On the other hand, Alakn et al. in a pilot study did not find any difference in newly formed bone in the tibial bone defects by administration of DOX in control rats that were injected with an equivalent volume of the vehicle (Citrate buffer) only.[28] Olmarker et al. showed that 1 week administration of DOX (i.p., 3.0 mg/kg) after laminectomy in rats resulted in better bone healing.[29] In another investigations by use of DOX after reflection of full thickness flap surgeries or following applying orthodontic forces bone loss reduced significantly.[3031]
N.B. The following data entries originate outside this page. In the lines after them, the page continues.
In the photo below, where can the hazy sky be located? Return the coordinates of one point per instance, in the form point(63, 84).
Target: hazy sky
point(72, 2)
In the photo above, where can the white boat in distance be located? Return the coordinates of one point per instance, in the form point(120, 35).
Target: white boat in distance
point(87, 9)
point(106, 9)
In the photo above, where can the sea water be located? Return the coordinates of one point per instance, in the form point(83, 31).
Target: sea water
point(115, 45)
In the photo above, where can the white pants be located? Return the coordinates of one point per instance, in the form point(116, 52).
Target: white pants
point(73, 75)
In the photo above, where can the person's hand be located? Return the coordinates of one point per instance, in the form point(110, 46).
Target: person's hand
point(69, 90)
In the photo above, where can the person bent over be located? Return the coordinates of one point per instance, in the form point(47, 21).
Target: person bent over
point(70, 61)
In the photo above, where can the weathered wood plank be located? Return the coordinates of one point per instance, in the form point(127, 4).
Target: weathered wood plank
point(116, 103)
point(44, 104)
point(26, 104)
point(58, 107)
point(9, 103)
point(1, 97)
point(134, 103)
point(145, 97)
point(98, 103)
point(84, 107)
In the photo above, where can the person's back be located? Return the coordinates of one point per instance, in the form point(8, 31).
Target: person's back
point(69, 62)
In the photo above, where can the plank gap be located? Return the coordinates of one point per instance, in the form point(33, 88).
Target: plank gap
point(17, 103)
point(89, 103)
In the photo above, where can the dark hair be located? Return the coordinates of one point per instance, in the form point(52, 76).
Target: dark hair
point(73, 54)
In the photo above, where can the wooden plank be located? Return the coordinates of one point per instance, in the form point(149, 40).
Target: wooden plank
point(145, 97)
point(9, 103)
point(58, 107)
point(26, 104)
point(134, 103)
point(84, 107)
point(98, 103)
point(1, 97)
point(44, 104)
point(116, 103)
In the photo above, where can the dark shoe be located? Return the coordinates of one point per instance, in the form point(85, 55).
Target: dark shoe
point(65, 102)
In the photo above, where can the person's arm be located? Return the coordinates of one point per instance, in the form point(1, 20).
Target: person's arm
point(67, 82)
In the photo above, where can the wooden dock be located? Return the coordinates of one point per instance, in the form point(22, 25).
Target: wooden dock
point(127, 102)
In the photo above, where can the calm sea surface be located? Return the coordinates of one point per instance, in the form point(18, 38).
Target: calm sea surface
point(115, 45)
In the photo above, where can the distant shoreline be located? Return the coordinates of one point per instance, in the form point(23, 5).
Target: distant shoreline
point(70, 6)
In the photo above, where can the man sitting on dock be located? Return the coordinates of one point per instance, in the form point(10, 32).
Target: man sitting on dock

However, it seems to be possible that long-term administration of subantimicrobial doses of DOX and EM may delay healing due to lack of a resorption phase, for example prolonged use of both nonselective and selective NSAIDs (non-selective anti-inflammatory drugs) as anti-inflammatory and anti-osteoclastogenesis drugs can hinder reparational long bone formation in the orthopedic area.[32]

The mechanisms for the observed findings have not been studied in detail. Since inflammation is critical for bone healing, the anti-inflammatory properties of DOX and EM may reduce the inflammatory response. Maybe this controversy is due to the balance between growth factors and inflammatory cytokines. It is known that there is a balance between these two groups of substances in the way that they counteract each other's activity.[3334] So the activation of growth factors theoretically may result in increased rate of bone formation.

Further studies are needed to detect the biological mechanisms of action of DOX and EM. Evaluation of the bone healing during tooth extraction somewhat mimics that of occurs during osteointegration after implant insertion. Since accelerating bone formation in early stages of bone healing is of great importance specially in the field of implant dentistry, if confirmed in humans, these drugs seems to be useful in oral surgeries involving the bone tissue, such as dental implants, also due to growing interest in the development of dental implant coating drug delivery systems, examining these drugs locally in the implant dentistry in further studies is suggested.

CONCLUSION

Due to these findings, it seems that DOX and EM increase new bone formation similarly, and there is no difference between them in induction of bone formation phase in tooth extraction wound. More prolonged researches are needed.